RWE-Talk zur kleinen JHV: Finanzen, Transparenz, Zukunft - so steht es um Rot-Weiss Essen
Erste Erkenntnis: Aufsichtsratsmitglied Hans-Henning Schäfer sollte bei keiner folgenden JHV mehr fehlen - Urlaub gestrichen! Der versierte Wirtschaftsprüfer ging mit den Anwesenden Schritt für Schritt durch die Jahresbilanzen und konnte komplexe Sachverhalte einfach und plausibel darstellen. Am Ende musste das Fazit seiner „Schüler“ lauten: Keine Angst vor großen Zahlen.
Peljhan gibt Rot-Weiss Essen ein Darlehen mit „qualitativem Rangrücktritt“
Die drei Millionen Euro Darlehen, die der jetzige Finanzvorstand Sascha Peljhan 2019 dem Verein für die „Mission Aufstieg“ zur Verfügung stellte und die bis heute wie ein Damoklesschwert über der Hafenstraße hingen, sie konnten in ihrer bedrohlichen Bedeutung entkräftet werden. Das Zauberwort, das Schäfer hier präsentieren konnte, lautete „qualitativer Rangrücktritt“, bei günstigen, nicht belastenden Tilgungskonditionen. Will sagen: Bevor Peljhan mit großen Rückforderungen an den Verein herantritt, werden in Zukunft erst einmal alle anderen Gläubiger befriedigt - was der „Gönner“ und RWE-Fan ja sowieso nicht vor hat.

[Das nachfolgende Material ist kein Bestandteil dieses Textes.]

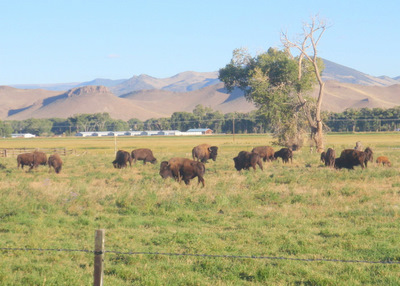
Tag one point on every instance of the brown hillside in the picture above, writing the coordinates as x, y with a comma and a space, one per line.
341, 96
89, 99
15, 99
23, 104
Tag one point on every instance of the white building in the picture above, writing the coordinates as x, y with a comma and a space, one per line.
22, 135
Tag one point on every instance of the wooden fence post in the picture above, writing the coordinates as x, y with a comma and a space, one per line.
98, 257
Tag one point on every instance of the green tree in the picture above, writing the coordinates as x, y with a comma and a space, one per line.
271, 81
311, 68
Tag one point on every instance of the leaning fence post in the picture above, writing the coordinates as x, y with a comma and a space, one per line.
98, 257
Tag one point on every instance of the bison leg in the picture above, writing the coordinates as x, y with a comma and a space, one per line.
200, 179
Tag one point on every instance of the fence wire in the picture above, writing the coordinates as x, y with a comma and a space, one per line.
202, 255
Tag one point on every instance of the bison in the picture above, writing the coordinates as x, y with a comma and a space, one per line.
265, 152
352, 157
358, 146
55, 162
369, 155
204, 152
285, 154
322, 158
349, 158
330, 158
245, 160
121, 159
384, 161
144, 154
183, 169
25, 159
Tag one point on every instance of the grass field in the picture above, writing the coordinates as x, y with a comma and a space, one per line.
301, 210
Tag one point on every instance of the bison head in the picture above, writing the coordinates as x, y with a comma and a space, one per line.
368, 154
165, 171
213, 152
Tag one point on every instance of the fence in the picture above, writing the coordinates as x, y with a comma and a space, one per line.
99, 252
13, 152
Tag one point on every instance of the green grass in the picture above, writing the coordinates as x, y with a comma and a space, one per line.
300, 210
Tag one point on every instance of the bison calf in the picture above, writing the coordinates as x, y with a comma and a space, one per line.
183, 169
121, 159
384, 161
285, 154
55, 162
245, 160
204, 152
143, 154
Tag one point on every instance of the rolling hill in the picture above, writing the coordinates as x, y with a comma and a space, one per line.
145, 97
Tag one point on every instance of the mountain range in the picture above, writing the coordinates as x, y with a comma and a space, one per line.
145, 97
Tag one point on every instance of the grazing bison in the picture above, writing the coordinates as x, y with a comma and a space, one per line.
39, 158
330, 158
25, 159
245, 160
350, 158
144, 154
384, 161
121, 159
322, 158
358, 146
204, 152
55, 162
285, 154
265, 152
183, 169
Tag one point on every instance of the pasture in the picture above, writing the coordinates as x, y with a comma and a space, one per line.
301, 210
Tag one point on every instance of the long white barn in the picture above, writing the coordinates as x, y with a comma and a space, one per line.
140, 133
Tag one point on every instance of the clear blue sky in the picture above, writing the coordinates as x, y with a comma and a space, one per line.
59, 41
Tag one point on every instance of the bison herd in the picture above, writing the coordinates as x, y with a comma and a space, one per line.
184, 169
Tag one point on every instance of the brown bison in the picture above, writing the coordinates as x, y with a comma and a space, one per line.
25, 159
183, 169
121, 159
143, 154
55, 162
384, 161
265, 152
245, 160
204, 152
349, 158
39, 158
322, 158
330, 158
369, 155
285, 154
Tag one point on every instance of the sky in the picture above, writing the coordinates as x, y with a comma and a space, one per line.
57, 41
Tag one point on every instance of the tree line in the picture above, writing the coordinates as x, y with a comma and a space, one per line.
351, 120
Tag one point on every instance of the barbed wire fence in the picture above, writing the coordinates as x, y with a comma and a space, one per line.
99, 252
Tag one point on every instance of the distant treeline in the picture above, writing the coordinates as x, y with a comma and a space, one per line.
352, 120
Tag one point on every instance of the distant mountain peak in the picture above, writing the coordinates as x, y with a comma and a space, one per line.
89, 89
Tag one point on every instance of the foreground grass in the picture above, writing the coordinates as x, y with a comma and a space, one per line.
301, 210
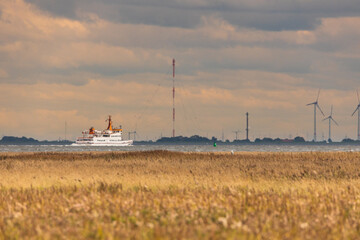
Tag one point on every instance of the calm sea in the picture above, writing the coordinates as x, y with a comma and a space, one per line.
188, 148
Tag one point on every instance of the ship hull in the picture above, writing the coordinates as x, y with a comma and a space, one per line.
123, 143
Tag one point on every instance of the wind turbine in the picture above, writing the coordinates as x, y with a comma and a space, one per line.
330, 118
358, 110
316, 105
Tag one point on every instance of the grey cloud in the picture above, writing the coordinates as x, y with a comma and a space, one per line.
265, 15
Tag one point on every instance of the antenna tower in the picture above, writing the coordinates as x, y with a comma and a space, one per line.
173, 97
65, 129
247, 126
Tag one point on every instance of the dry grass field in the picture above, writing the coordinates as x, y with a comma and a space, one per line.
167, 195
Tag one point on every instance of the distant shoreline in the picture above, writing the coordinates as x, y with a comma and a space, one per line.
187, 141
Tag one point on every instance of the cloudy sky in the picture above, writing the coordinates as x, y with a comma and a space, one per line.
77, 61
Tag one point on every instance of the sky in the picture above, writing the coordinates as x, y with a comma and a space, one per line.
78, 61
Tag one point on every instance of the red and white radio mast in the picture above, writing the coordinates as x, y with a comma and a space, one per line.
173, 97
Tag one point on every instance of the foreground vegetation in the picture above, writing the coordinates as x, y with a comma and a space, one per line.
159, 194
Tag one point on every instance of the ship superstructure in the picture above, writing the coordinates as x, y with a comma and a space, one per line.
108, 137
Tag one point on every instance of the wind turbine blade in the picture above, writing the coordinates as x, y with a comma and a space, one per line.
334, 121
357, 108
318, 95
320, 109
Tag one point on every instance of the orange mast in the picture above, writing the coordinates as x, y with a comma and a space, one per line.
110, 123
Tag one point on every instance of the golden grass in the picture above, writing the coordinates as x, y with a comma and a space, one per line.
167, 195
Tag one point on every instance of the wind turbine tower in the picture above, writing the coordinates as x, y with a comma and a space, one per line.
316, 105
330, 118
358, 110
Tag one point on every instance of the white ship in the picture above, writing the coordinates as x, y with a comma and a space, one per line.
108, 137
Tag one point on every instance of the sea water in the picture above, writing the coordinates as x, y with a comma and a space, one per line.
186, 148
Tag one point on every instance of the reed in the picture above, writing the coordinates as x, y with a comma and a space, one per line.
170, 195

Darlehens-Modalitäten wurden transparent dargestellt
Peljhan selbst, ein medienscheuer Unternehmer und Groß-Immobilienbesitzer, ging zum ersten Mal offensiv ans Rednerpult, was ihm anfangs sichtlich schwer fiel. Aber er war Übermittler eines wichtigen neuen Anspruchs des Klubs, der sich Transparenz und bessere Kommunikation auf die Fahnen geschrieben hat.
Zum ersten Mal wohl in der Vereinsgeschichte wurden frank und frei mittels Folien Einblicke gewährt in die Rückzahlungs-Modalitäten der Darlehen, sowohl die von Peljhan als auch die 1,9 Millionen Euro des „anonymen“ Spenders, der vielen gar nicht mehr so anonym ist, für die Erneuerung des Trainingsgeländes. Konditionen, mit denen der Verein auch bei einem Aufstieg in die Zweite Liga komfortabel leben könnte.
Nachdem alle Altlasten von Schäfer, bezüglich der Kostensteigerungen in diversen Bereichen, aufgearbeitet und näher erläutert waren, konnte man sich der Gegenwart und nahen Zukunft zuwenden. Die sieht durchaus erfreulich aus, auch wenn noch einmal erwähnt wurde, dass Sascha Peljhan genau fünf Wochen, nachdem er sich von der Buchhaltung ein Bild gemacht hatte, Zeit hatte, alle erforderlichen Unterlagen für die laufende Saison fristgerecht beim DFB einzureichen, was letztlich auch gelungen sei.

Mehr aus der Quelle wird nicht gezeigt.